DALLAS–(BUSINESS WIRE)–Texas Pacific Land Trust (NYSE: TPL) announced today that its Trustees have declared a cash dividend of $10.00 per sub-share, an increase of $8.25 over the cash dividend paid in 2019, payable March 16, 2020 to sub-shareholders of record at the close of business on March 9, 2020. This is the 17th consecutive year that the regular dividend has increased. Additionally, the Trustees declared a special dividend of $6.00 per sub-share, an increase of $1.75 over the special dividend paid in 2019, payable March 16, 2020 to sub-shareholders of record at the close of business on March 9, 2020.

Does $10/sub share (regular dividend raised 5.7x) set you up for a $1/share div post split?  Hard to take that regular div bar down.  ~$77MM/year will now no longer be used towards repurchases.

Produced Water

High Country News: There’s a new boom in the Permian Basin — wastewater

In five years, the Permian is forecast to generate 32 million barrels of produced water per day, up from four million a day currently. By 2030, that number could rise to 38 million barrels daily, analysts say. And it will be increasingly difficult to dispose of the wastewater. Industry analysts say the basin will eventually run out of suitable places to drill disposal wells — another incentive for oil and gas operators to recycle.

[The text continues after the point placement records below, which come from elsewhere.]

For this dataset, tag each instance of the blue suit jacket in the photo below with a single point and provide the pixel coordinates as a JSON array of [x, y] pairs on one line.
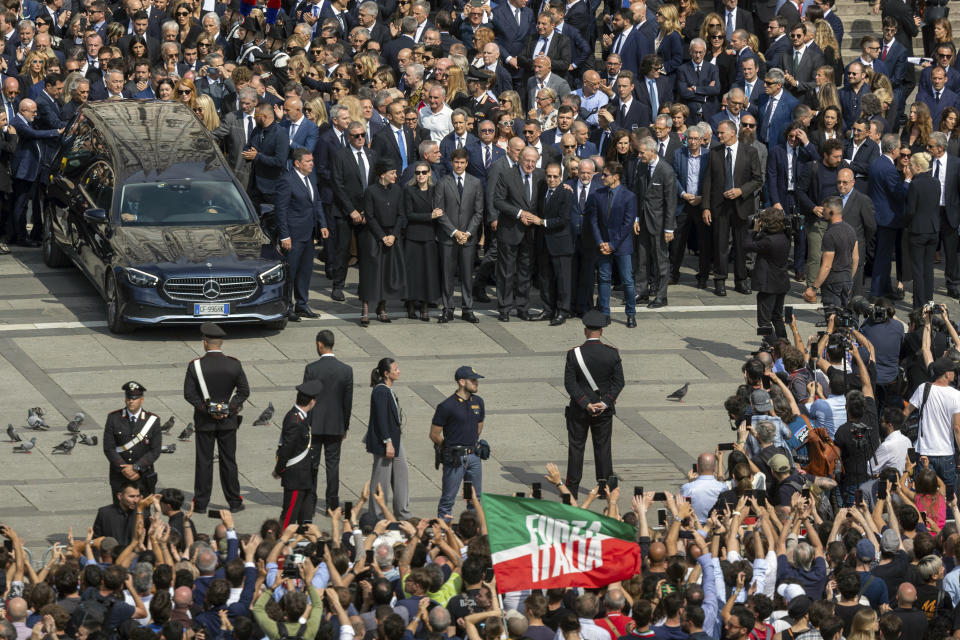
[[297, 215], [888, 192], [615, 226], [783, 115], [26, 159]]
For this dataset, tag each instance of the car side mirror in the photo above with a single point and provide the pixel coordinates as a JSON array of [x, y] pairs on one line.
[[95, 216]]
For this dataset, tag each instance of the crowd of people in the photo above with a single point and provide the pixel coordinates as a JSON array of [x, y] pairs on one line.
[[562, 146]]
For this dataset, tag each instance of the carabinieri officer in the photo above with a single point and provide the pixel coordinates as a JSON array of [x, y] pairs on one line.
[[131, 442], [294, 463], [455, 429]]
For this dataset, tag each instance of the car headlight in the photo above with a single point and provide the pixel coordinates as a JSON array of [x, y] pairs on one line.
[[141, 278], [272, 275]]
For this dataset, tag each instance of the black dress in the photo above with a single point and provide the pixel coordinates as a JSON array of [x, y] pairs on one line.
[[382, 274], [420, 245]]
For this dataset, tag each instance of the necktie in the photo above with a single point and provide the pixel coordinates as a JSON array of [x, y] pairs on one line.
[[729, 169], [403, 151], [363, 169]]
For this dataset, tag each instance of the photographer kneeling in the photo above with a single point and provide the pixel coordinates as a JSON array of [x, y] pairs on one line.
[[770, 278]]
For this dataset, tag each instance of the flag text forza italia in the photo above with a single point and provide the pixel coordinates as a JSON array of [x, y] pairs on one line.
[[563, 546]]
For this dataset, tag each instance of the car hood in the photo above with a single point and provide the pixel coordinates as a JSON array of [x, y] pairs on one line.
[[186, 246]]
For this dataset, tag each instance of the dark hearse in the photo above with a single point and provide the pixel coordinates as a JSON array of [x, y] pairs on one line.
[[142, 201]]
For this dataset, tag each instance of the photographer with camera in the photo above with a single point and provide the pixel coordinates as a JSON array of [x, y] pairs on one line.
[[839, 259], [770, 278]]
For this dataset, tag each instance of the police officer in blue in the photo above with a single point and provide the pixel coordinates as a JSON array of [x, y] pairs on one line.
[[131, 441], [455, 431], [294, 463]]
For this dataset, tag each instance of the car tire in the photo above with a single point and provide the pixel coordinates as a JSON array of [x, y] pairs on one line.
[[53, 255], [115, 320]]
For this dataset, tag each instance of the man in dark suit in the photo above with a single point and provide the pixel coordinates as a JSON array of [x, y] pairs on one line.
[[888, 191], [612, 211], [698, 84], [267, 150], [216, 387], [733, 177], [858, 213], [946, 170], [299, 211], [330, 418], [693, 157], [514, 200], [459, 196], [350, 180], [656, 189]]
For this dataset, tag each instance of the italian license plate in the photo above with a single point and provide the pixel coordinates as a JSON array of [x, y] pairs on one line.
[[211, 309]]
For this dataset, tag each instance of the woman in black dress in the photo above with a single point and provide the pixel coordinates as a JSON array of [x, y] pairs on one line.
[[382, 274], [420, 242]]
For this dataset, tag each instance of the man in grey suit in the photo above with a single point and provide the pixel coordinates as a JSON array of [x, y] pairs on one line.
[[656, 189], [330, 418], [514, 201], [858, 213], [234, 134], [460, 197]]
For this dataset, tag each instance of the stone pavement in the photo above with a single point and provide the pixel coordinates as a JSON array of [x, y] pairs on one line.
[[56, 353]]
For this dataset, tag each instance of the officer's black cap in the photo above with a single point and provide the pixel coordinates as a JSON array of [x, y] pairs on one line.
[[133, 389], [212, 330], [466, 373], [310, 388], [594, 320]]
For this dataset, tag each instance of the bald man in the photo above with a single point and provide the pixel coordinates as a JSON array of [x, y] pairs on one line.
[[301, 131]]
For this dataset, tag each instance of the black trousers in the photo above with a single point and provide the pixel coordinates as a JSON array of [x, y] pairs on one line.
[[922, 248], [329, 447], [226, 443], [298, 506], [338, 250], [579, 425], [514, 272], [770, 312]]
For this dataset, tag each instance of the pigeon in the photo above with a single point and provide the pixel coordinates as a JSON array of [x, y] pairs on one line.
[[74, 425], [679, 393], [24, 447], [186, 433], [67, 445], [35, 421], [265, 416], [90, 441]]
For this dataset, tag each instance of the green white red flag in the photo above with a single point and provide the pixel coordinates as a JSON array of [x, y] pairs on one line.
[[538, 544]]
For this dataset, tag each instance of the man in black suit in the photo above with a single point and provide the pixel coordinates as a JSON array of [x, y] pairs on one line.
[[733, 177], [350, 180], [267, 150], [216, 387], [656, 187], [459, 196], [299, 211], [514, 200], [330, 419]]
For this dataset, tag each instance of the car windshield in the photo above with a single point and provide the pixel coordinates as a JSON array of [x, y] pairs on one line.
[[182, 202]]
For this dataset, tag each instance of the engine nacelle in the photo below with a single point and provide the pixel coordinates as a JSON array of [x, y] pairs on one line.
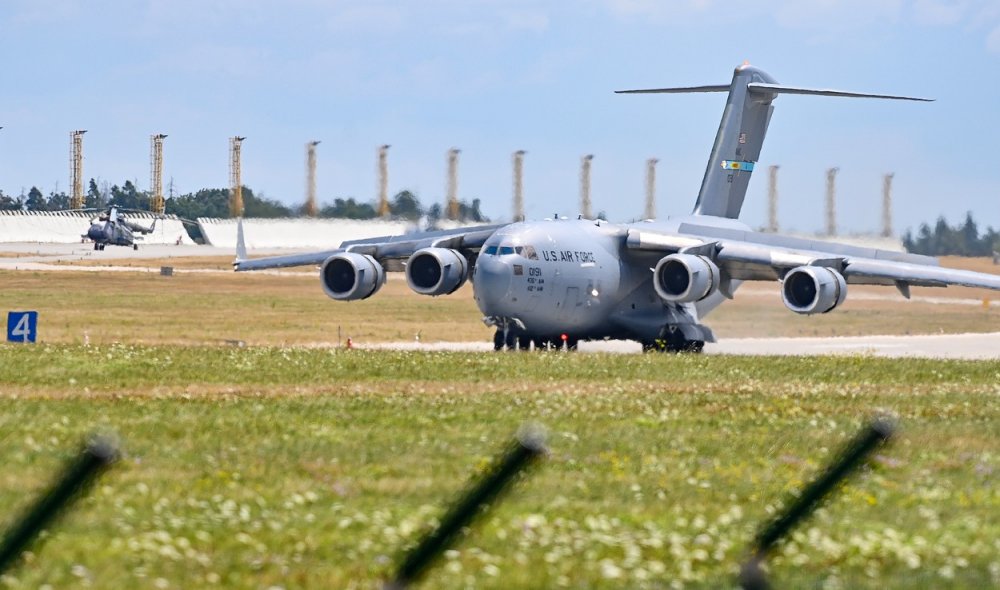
[[684, 278], [436, 271], [349, 276], [813, 289]]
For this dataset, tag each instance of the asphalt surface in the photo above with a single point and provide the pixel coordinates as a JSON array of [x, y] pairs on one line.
[[952, 346]]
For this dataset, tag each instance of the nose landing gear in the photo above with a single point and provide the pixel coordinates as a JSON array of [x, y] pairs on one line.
[[672, 339]]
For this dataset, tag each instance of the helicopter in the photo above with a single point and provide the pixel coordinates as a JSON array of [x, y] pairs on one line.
[[110, 227]]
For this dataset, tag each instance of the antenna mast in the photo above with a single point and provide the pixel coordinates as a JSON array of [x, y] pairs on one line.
[[235, 177], [518, 159], [383, 180], [156, 172], [650, 212], [76, 168], [311, 209], [453, 183], [585, 186]]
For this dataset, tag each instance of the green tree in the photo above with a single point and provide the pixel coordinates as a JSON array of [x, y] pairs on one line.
[[94, 199], [58, 201], [9, 203], [943, 240], [348, 209], [406, 205]]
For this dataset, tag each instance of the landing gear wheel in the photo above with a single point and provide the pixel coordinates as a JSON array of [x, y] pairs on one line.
[[510, 340], [694, 346]]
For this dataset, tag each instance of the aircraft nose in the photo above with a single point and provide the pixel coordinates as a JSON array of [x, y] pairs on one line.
[[492, 285]]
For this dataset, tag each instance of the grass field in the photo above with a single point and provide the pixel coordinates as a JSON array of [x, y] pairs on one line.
[[305, 468], [290, 309], [292, 463]]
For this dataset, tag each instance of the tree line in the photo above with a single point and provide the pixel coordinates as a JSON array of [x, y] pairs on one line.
[[944, 240], [214, 202]]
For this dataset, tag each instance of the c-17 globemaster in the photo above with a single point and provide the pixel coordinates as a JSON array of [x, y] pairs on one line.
[[556, 282]]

From the Raymond James report linked above:

In our forecast and this piece, we have placed an undue focus on the Permian basin, particularly the Delaware. While most readers will know it is the heart of U.S. oil activity, there is a particular reason why it is top of mind for produced water. New wells in the Delaware Basin are coming online with water-oil-ratios as high as 10-to-1, a level of water production typically exhibited in a decades-old conventional well. Across the basin, initial WORs of 4 or even 6-to-1 are viewed as “normal.” This is in contrast to other prolific shale basins such as the Midland, Eagle Ford, and Bakken, where WORs start at a 1-2x range, and expand slowly to 2-5x. In the graph on the left, we forecast water production grows to over 32 million barrels per day by 2025, for a CAGR of 10% over the period. As the Permian basin shifts further into manufacturing mode, the water growth we project will create the need for nearly 1,000 additional salt water disposal wells by 2030. Even taking an impossibly bullish outlook with water recycling (100% of frac water coming from recycling), we will still need ~750 additional disposal wells in the Permian Basin (more on this below). By 2030, we predict there will be a total need for ~1750 salt water disposal wells, assuming 80% utilization. While many companies involved in SWDs cite 80% as their target utilization, water pressure at the surface and in the formation can limit disposal capabilities, meaning demand for SWDs may be closer to 3,000 under realistic utilization assumptions. This incremental demand for SWDs we estimate represents a $7-$9 billion dollar investment in the Permian Basin alone.